Freissinet liderou uma equipe de pesquisa em 2015 que identificou moléculas orgânicas na amostra Cumberland. O instrumento detectou uma abundância de enxofre (que ajuda a preservar moléculas orgânicas), nitratos (essenciais para a vida na Terra) e metano com um tipo de carbono associado a processos biológicos.
“Há evidências de que a água líquida existiu na cratera Gale por milhões de anos, e provavelmente muito mais tempo, o que significa que houve tempo suficiente para a química necessária à formação da vida ocorrer nesses ambientes lacustres”, disse o coautor do estudo Daniel Glavin, cientista sênior de retorno de amostras no Goddard Space Flight Center da Nasa.
O Curiosity preservou partes intactas da amostra Cumberland em um “saquinho” para que o rover pudesse revisitá-la depois, mesmo a quilômetros de distância do local original. A equipe desenvolveu e testou métodos inovadores em laboratório na Terra antes de enviar comandos ao rover para realizar novos experimentos com a amostra.
Em uma tentativa de verificar a presença de aminoácidos (os blocos das proteínas), o time instruiu o SAM a aquecer a amostra duas vezes. Apesar de não encontrar aminoácidos, a equipe fez uma descoberta inesperada.
Os cientistas ficaram surpresos ao detectar pequenas quantidades de decano, undecano e dodecano, e realizaram experimentos reversos na Terra para saber se esses compostos poderiam ser resíduos dos ácidos graxos: ácido undecanoico, ácido dodecanoico e ácido tridecanoico.
Eles misturaram ácido undecanoico com uma argila semelhante à de Marte e aqueceram a mistura sob condições semelhantes às do forno do SAM. O ácido liberou decano — exatamente como o Curiosity detectou.

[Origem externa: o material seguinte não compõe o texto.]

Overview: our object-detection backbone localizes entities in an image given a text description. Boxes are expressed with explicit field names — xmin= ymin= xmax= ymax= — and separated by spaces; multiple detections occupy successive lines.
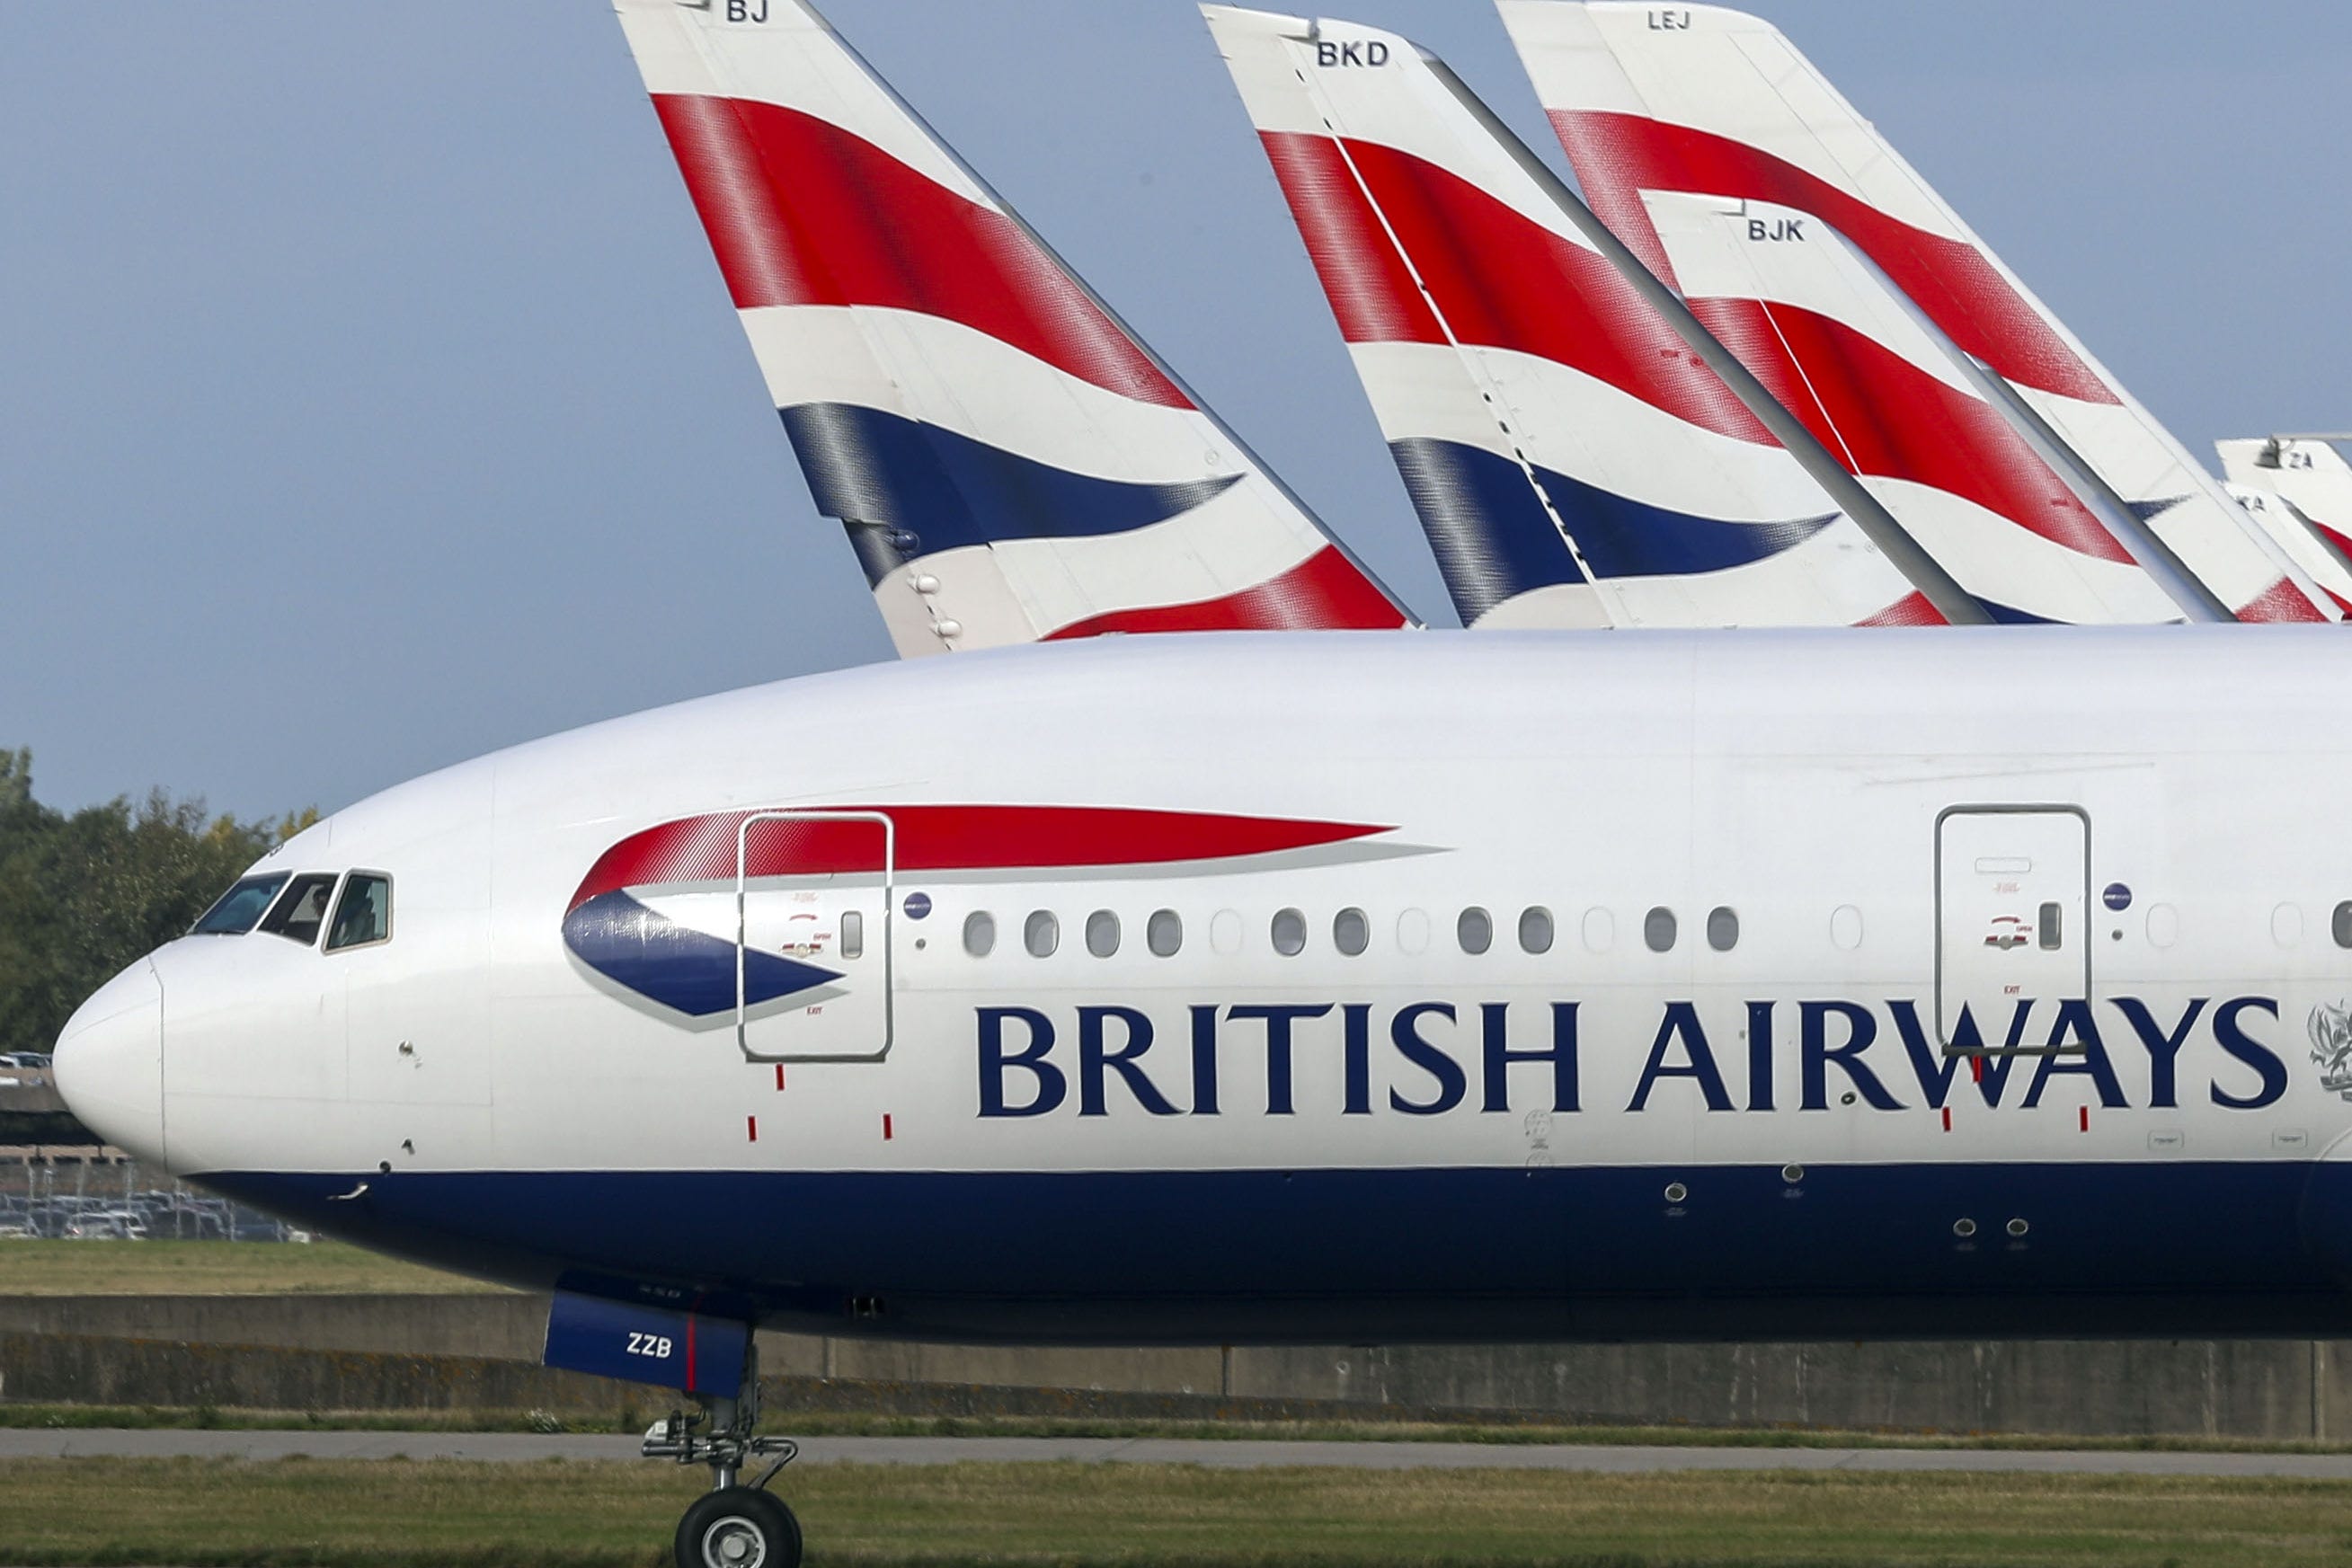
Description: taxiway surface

Cada resquício de ácido graxo identificado tinha entre 11 e 13 átomos de carbono. Moléculas anteriores encontradas em Marte eram menores, com peso molecular inferior e estruturas mais simples.
“É importante notar que processos não biológicos normalmente produzem ácidos graxos menores, com menos de 12 carbonos”, disse a coautora do estudo Dra. Amy Williams, professora associada de geologia na Universidade da Flórida. “Moléculas maiores e mais complexas são provavelmente as necessárias para a origem da vida, caso ela tenha ocorrido em Marte.”
Embora a amostra Cumberland possa conter cadeias ainda mais longas, o SAM não é projetado para detectá-las. No entanto, sua capacidade de identificar moléculas maiores sugere que ele poderia detectar assinaturas químicas relacionadas à vida, se existirem.
“O Curiosity não é uma missão de detecção de vida”, explicou Freissinet. “É uma missão para detectar habitabilidade — para saber se as condições estavam certas para a vida evoluir. Esses resultados estão no limite do que o Curiosity pode fazer, e talvez até além do que esperávamos.”